REQUIREMENTS TO FUNCTIONAL ANALYSIS
We now have requirements defined at both the system and subsystem levels for our Water Treatment Facility, along with high-level verification planning with everything tied back to the needs established through use cases. Some of these requirements are functional in nature, making functional analysis essential to capture known behaviors and ensure they integrate into a complete, coherent architecture. This process also strengthens traceability by ensuring every function and requirement is linked to its origin, supporting validation and compliance throughout the design lifecycle. Below are examples of functions we can analyze and decompose.
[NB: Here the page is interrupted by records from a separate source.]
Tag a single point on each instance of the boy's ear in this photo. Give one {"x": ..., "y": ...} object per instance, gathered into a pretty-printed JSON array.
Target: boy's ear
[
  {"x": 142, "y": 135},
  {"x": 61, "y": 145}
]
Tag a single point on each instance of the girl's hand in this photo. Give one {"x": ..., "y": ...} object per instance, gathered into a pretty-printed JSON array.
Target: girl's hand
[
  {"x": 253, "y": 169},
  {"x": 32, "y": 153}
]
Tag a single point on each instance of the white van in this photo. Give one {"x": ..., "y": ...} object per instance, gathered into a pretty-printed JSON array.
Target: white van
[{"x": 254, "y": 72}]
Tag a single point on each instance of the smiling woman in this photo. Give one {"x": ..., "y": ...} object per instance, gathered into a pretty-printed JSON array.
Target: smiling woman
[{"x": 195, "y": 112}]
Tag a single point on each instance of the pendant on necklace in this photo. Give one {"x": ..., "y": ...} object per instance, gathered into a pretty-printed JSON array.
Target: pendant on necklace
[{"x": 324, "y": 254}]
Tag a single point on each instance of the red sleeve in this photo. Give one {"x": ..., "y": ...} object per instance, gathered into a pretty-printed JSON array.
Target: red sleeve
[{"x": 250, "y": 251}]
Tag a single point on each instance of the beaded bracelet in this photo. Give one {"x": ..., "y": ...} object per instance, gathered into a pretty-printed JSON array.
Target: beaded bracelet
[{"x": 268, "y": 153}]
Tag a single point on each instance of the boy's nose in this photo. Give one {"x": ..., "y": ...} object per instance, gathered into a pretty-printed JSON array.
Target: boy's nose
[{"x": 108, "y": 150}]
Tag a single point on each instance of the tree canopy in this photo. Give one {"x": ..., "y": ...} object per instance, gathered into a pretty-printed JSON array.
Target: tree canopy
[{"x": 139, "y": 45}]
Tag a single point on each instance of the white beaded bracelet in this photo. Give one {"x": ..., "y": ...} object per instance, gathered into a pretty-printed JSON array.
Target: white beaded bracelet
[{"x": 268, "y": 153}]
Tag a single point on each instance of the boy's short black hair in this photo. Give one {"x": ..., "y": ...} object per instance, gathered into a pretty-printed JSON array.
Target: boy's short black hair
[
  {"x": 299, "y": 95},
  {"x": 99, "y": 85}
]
PERFORMING GAP ANALYSIS AND INTRODUCING PHYSICAL ARCHITECTURE
We’re now deep into the behavioral architecture: the “what the system does” for the Water Treatment Facility, derived from what we know. At this stage, we can use our tool to perform a gap analysis to identify missing elements needed to complete a functional and physical view of the architecture. A matrix can be constructed to perform a pairwise analysis to determine what modeled functions do not have a modeled component to perform it. This analysis can be extended with additional matrices to confirm that every requirement is represented somewhere in the architecture and that each has an associated verification plan. Notably, a spider diagram can be used to show all of the same information in one picture, though this view would almost always be too dense to present in a blog format. We’ll narrow our focus to the functional gap analysis in the matrix shown below. Any missing relation arrows reveal that we need another element in our physical architecture to perform the associated function.

We will add appropriate components to fill these gaps. These components need not represent the final architecture but serve as a strong starting point for answering the question: “What is our system?” We’ll first illustrate these gaps being filled in an updated matrix, followed by a Block Definition Diagram presenting the notional physical hierarchy.


THE PATH FORWARD…?
Where do we go from here? The roadmap provided by STRATA lights the way. If we have knowledge of deeper layers, we can follow those relationships and connect them to the rest of the model. If programmatic or specialty engineering pillars need attention within the layers we’ve defined, that can be the next step. We can also expand verification planning as more information becomes available. The key is to keep modeling what we know and avoid getting stuck in any single layer. Progress continues until the modeling purpose is fulfilled.
CONCLUSION
As we’ve seen throughout this case study, applying STRATA transforms modeling from a collection of disconnected artifacts into a structured, traceable architecture. By starting with system context, progressing through requirements, and integrating functional and physical views, we create a model that is not only comprehensive but also actionable. Each step builds on what we know, ensuring clarity, completeness, correctness, and consistency: the four pillars that underpin successful MBSE.
This approach is more than a workflow; it’s a safeguard against ambiguity and fragmentation. STRATA provides the roadmap to keep models coherent across layers, enabling confident decision-making and reducing risk. Whether you’re designing a pacemaker for one life or a water treatment facility for an entire community, the principle remains the same: a disciplined methodology is essential for delivering systems that meet their intended purpose with precision and reliability.